MARADONA'NIN İKİ UĞURU TÜRKİYE'DEN...
Arjantin futbolunun ikinci adamı Noray Nakis: "Maradona'nın kupada 4 tane uğuru var. Bu uğurlardan birisi Mardin işi tesbih ve diğeri ise Ertuğrul Sağlam atkısı."
Arjantin futbolunun ikinci adamı Noray Nakis: "Maradona'nın kupada 4 tane uğuru var. Bu uğurlardan birisi Mardin işi tesbih ve diğeri ise Ertuğrul Sağlam atkısı."
Arjantin futbolunun önemli ismi Noray Nakis, Güney Afrika'da Sabah Gazetesi'ne konuştu.
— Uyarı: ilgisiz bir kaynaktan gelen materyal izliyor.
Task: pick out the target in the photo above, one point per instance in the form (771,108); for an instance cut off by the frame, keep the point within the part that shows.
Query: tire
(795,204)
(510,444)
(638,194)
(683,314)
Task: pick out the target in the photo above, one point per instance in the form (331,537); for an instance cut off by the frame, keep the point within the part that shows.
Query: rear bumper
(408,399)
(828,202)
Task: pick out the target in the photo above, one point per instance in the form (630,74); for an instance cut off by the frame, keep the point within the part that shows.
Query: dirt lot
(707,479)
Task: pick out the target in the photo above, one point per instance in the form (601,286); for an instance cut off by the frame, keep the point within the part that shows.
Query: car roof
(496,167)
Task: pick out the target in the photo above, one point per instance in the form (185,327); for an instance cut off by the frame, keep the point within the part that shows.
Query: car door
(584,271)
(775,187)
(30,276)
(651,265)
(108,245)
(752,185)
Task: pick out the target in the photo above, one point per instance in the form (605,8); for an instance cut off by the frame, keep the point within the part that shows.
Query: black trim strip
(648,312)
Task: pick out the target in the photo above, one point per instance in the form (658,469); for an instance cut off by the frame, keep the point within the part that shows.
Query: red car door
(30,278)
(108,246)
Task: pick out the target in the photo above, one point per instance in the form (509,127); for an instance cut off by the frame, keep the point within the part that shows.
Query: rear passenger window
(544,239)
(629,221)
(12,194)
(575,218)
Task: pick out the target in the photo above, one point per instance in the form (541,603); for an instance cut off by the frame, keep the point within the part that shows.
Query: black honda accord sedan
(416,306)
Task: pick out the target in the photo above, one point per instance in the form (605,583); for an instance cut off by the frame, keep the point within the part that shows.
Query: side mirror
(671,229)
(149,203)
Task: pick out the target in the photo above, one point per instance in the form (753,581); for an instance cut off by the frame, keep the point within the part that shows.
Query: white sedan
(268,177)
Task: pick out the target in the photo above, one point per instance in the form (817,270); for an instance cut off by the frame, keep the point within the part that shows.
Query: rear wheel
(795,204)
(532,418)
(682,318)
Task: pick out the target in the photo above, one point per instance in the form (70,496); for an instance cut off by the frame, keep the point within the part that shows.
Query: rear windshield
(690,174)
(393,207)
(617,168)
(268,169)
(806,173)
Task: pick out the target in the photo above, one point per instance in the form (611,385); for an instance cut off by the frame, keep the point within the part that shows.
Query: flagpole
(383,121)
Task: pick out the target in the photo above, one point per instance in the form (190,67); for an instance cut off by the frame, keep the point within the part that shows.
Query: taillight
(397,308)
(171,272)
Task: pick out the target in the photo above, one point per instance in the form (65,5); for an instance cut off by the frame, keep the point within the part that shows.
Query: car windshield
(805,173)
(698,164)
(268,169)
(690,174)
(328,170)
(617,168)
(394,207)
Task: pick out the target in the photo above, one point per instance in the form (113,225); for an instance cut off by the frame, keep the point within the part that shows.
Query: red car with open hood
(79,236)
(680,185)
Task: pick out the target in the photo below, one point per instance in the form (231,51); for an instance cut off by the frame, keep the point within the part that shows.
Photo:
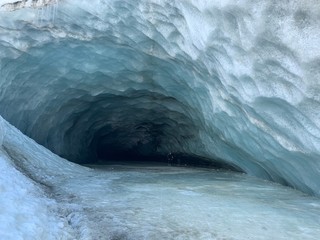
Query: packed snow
(230,81)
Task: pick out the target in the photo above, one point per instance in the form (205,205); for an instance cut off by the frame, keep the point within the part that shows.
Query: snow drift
(232,82)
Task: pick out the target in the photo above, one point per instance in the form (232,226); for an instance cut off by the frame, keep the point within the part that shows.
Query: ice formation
(229,81)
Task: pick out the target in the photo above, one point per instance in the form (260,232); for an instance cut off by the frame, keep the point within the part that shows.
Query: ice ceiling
(230,81)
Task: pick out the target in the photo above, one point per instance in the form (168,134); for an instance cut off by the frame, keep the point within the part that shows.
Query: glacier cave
(232,85)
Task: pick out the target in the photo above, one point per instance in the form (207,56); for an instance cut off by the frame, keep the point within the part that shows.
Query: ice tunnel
(236,84)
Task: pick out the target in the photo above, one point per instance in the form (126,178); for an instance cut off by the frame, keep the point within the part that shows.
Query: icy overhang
(233,82)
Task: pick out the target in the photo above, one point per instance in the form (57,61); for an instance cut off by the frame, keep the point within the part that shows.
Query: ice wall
(233,81)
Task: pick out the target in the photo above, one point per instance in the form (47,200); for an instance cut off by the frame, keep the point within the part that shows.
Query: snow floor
(163,202)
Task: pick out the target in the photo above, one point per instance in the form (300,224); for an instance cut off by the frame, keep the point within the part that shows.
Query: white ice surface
(141,202)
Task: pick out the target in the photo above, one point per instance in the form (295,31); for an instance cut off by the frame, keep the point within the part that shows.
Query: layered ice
(46,197)
(225,81)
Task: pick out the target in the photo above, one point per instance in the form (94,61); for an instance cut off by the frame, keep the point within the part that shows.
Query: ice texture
(46,197)
(232,81)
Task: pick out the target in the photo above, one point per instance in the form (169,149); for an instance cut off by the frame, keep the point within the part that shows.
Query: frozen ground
(161,202)
(46,197)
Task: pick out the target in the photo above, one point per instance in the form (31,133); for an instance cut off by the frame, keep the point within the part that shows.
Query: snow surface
(238,82)
(232,81)
(55,199)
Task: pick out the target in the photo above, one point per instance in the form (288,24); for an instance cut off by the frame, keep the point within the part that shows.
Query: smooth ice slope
(27,172)
(233,81)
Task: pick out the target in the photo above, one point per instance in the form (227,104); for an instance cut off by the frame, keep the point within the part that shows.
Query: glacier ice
(231,82)
(51,198)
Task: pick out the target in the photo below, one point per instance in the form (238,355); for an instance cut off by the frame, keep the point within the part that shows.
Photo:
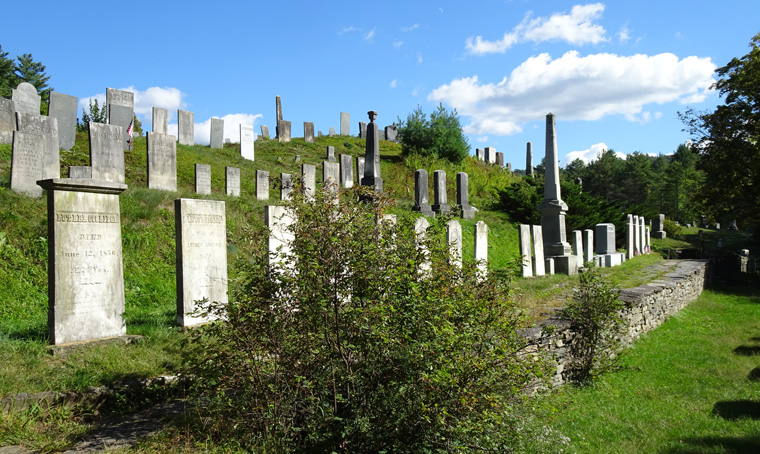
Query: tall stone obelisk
(553,209)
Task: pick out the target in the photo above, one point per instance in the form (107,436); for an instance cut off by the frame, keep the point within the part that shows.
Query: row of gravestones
(596,245)
(86,283)
(489,155)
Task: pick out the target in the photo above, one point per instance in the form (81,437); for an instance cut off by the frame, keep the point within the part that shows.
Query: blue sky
(615,74)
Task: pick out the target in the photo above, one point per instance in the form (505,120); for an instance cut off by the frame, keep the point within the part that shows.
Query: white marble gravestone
(201,235)
(85,283)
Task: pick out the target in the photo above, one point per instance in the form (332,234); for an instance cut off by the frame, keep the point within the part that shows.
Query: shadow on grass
(737,409)
(731,445)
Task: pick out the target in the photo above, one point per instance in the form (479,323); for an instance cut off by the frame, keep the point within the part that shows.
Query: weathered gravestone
(345,124)
(160,120)
(440,197)
(7,120)
(203,179)
(85,274)
(26,99)
(232,181)
(122,116)
(185,127)
(45,129)
(454,241)
(283,131)
(526,264)
(162,161)
(64,109)
(246,142)
(217,133)
(201,233)
(421,200)
(308,132)
(463,196)
(346,171)
(107,152)
(481,248)
(26,164)
(262,185)
(121,98)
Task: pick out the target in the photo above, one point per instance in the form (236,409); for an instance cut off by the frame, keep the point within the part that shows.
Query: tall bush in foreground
(361,341)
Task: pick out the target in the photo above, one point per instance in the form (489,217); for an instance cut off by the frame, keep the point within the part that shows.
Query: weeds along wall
(646,307)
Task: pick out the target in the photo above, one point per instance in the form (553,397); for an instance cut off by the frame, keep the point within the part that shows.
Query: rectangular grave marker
(85,274)
(201,232)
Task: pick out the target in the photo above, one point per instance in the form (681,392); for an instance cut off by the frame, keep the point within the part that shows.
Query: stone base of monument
(69,347)
(565,264)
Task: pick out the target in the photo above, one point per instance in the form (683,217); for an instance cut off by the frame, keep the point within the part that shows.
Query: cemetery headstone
(85,273)
(217,133)
(246,142)
(346,171)
(345,124)
(440,197)
(232,181)
(25,99)
(7,120)
(201,235)
(107,152)
(160,120)
(203,179)
(262,185)
(162,161)
(185,127)
(64,109)
(526,264)
(308,132)
(421,201)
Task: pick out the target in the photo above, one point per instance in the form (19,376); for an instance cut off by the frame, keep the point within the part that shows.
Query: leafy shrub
(348,346)
(594,312)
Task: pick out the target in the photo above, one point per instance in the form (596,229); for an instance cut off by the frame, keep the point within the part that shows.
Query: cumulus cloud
(590,154)
(576,88)
(576,28)
(232,122)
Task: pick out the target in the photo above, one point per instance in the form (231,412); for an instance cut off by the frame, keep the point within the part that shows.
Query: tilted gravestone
(7,120)
(203,179)
(64,109)
(26,164)
(440,197)
(262,185)
(283,131)
(232,181)
(107,152)
(185,127)
(346,171)
(160,120)
(217,133)
(201,235)
(345,124)
(246,142)
(122,116)
(421,200)
(85,273)
(308,132)
(45,129)
(162,161)
(26,99)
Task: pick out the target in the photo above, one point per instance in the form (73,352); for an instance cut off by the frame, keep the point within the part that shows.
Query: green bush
(440,136)
(347,346)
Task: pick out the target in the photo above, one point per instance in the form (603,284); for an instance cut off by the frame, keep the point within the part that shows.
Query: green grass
(691,386)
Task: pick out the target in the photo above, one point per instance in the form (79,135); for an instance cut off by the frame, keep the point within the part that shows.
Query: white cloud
(232,122)
(590,154)
(575,88)
(576,28)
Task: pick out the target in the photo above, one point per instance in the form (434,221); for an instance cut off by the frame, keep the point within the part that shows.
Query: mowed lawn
(690,386)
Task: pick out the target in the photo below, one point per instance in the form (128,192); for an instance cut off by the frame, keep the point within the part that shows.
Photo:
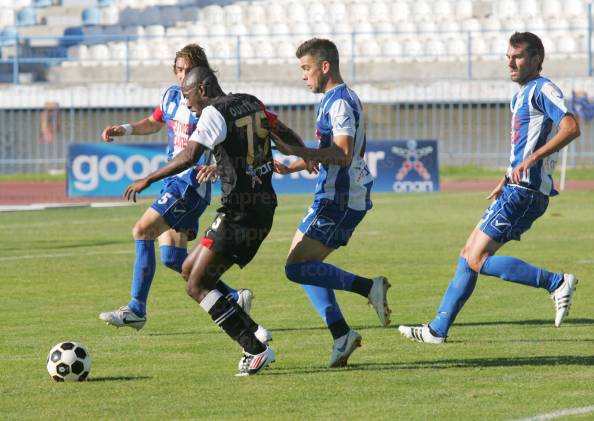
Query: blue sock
(515,270)
(324,301)
(173,257)
(459,289)
(226,290)
(327,276)
(142,276)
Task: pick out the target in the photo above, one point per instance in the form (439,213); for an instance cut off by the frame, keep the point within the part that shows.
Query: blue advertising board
(104,170)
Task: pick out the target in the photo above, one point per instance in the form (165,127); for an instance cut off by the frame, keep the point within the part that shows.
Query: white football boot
(252,364)
(379,300)
(563,297)
(123,316)
(343,348)
(420,334)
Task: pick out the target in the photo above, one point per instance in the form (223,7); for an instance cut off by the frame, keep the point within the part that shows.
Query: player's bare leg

Nakis ile ilk tanışmamız 2006 Dünya Kupası'nda oldu. Arjantin Futbol Federasyonu İkinci Başkanı ve aynı zamanda da Futbol Şube Sorumlusu'nun Sivas doğumlu bir Türk olduğunu duyduğumuzda kulaklarımıza inanamamış ve kilometrelerce yol katederek soluğu Arjantin kampında almıştık. Kapının önünde bekleyen onlarca gazeteci arasından Nakis'in yardımı ile kampa girerek ilk röportajımızı yapmıştık. Aradan 4 sene geçti ve yine bir Dünya Kupası'nda Nakis ile beraberiz. Bizi en iyi şekilde ağırlayan Nakis ile Türk futbolunu, Ertuğrul Sağlam'ı, Arda'yı, Maradona'yı konuştuk.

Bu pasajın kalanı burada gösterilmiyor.